Challenges in Implementation of Cyber Security

New war scenarios make cities technologies an important and interesting target. Cyber war attacks will target city services and infrastructure. Cyber-threats are expanding in every way from attack frequency to scale, sophistication and impact severity. The rate of code vulnerabilities found in dated, internet-accessible software also shows no signs of abating. Present day Virus and Malware with complex algorithm leverages clever engineering techniques is also on the rise. As more and more smart devices running critical infrastructure organizations would connect to the public Internet — SCADA applications and national cybersecurity strategies are becoming mandatory. There are large number of challenges in ensuring cyber security while implementing smart cities , these are:-

• Lack of Cyber Security Testing
• Encryption Issues of IoT Devices and Network Components
• Lack of Computer Emergency Response Teams
• Patch Management Issues
• Insecure Legacy Systems
• Lack of Cyber Attack Emergency Plans
• Susceptibility to Denial of Service
• Proliferation of “Smart” Devices or The Internet of Things

Securing Against Cyber Attacks

Ensuring that smart cities are cyber secure against cyber-attacks will require the identification and prioritisation of critical infrastructure and assets, behaviour based security. Establishing a benchmark of normal operations of all the critical infrastructures/ assets and continuously ensuring that all parts of the city adhere to said benchmark. Businesses operating public or private infrastructures that want to enhance cyber-security against Ransomware can started by:

• Adopt or create a Cybersecurity Framework and adhere to it.
• Explicit policies should cover everything from the selection of systems, procurement of systems, management of systems, and who accesses systems to the manner in which technology is disposed of securely once it has reached the end of its service life.
• Create a simple checklist-type cyber security review. Check for proper encryption, authentication, and authorization and make sure the systems can be easily updated
• Applying application whitelisting to prevent unauthorized applications from running
• Enabling a USB lockdown on all SCADA environments to stop malware from physically entering the environment
• Deploying basic security measures in between network segments, such as firewalls/IPS.
• Proactively monitor networks for unusual traffic, access logs, or requests that could indicate an attack in progress.
• Create specific city CERTs that can deal with cyber security incidents, vulnerability reporting and patching, coordination, information sharing, and so on.
• Regularly run penetration tests on all city systems and networks.

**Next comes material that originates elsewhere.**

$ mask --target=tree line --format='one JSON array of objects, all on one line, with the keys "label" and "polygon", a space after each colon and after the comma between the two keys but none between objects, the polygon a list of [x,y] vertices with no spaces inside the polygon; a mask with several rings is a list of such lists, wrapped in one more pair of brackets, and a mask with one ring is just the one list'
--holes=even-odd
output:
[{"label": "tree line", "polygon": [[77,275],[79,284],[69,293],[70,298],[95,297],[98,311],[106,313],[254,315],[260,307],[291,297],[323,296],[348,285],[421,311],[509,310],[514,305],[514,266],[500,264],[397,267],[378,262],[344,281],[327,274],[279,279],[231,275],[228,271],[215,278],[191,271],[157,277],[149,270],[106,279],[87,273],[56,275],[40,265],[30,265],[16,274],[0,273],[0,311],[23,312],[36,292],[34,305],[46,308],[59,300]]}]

Current attack surface for smart cities is unimaginably vast open to attack. This is a real and immediate danger. The more technology a city uses, the more vulnerable to cyberattacks. Therefore, the smartest cities have the highest risks. It is only a matter of time until attacks on city services and infrastructure happen. It may be ongoing or could happen at any moment in the future. Actions must be taken now to make cities more secure and protect against cyber-attacks.